1. Reformulation des questions de recherche à la lueur des résultats de l'enquête didactique

1.1. Bilan de l’enquête didactique, source de questions posées à la sphère historique

1.1.1. Des difficultés à classer les espèces d’Eucaryotes unicellulaires

L’étude des réponses concernant les deux espèces d’Eucaryotes unicellulaires du questionnaire (Euglena et Surirella) nous a montré qu’un certain nombre d’étudiants éprouve des difficultés à classer ces espèces (cf. p. 129). Nous avons en effet constaté un nombre plus élevé de réponses « Je ne sais pas si cette espèce est végétale » et un nombre plus faible d’arguments d’emboîtement (inclusion/exclusion) que pour les autres espèces d’Eucaryotes. Ces différences, statistiquement significatives, peuvent être interprétées comme le résultat d’une difficulté à classer ces organismes Eucaryotes au sein ou à l’extérieur du groupe des végétaux. Il faut toutefois en relativiser l’importance quantitative puisqu’elle ne concerne que 9 % des 295 étudiants « non indécis ».

Le constat de cette difficulté nous conduit à questionner les façons dont les organismes unicellulaires ont été pris en compte dans l’arbre du vivant et ses conséquences sur la nature du groupe des végétaux et sa propre délimitation. Comment ont été classées les espèces unicellulaires dans les différents systèmes classificatoires ? Quelles furent les raisons des changements taxonomiques les concernant ? Enfin sur un plan historique, ces espèces peuvent-elles constituer un « fil rouge » pertinent pour suivre les modifications taxonomiques majeures ?

1.1.2. Mobilisation de conceptions présentant des similitudes avec les classifications à deux et cinq règnes

Parmi les différentes conceptions recensées lors de l’enquête nationale, deux d’entre-elles présentent des similitudes avec les classifications à deux et cinq règnes.
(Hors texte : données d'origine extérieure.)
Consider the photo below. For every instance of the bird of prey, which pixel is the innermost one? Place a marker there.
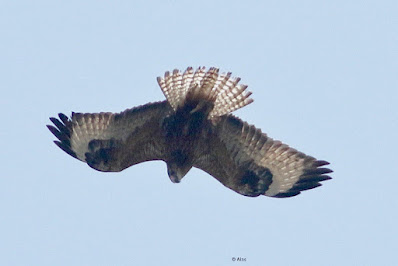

Il s’agit de la conception par opposition, mobilisée par 10 étudiants (soit 3 %), que l’on a identifié par l’inclusion des champignons parmi les végétaux. Elle pourrait rappeler, en

1.1 Bilan de l’enquête didactique, source de questions posées à la sphère historique

première approche, la traditionnelle vision binaire du monde vivant distinguant les animaux des végétaux dans le système à deux règnes. Mais l’étude argumentative a révélé que la justification de ce regroupement est fondée principalement sur l’existence d’une paroi, c’est- à-dire sur des bases cellulaires plus récentes que la conception duale du vivant.

Il s’agit également de la conception fonctionnelle macrocentrée incluant les macroalgues et excluant les algues unicellulaires (CFMs et CFM1), mobilisée par 22 étudiants (soit 7 %). Elle évoque la conception des végétaux, développée historiquement par Whittaker (1969) dans son système à cinq règnes. Cet auteur a distingué le groupe Plantae (Eucaryotes pluricellulaires photosynthétiques) du groupe Fungi (Eucaryotes pluricellulaires absorbotrophes). Il consacra ainsi la séparation des champignons du règne végétal, constituant une révision taxonomique majeure.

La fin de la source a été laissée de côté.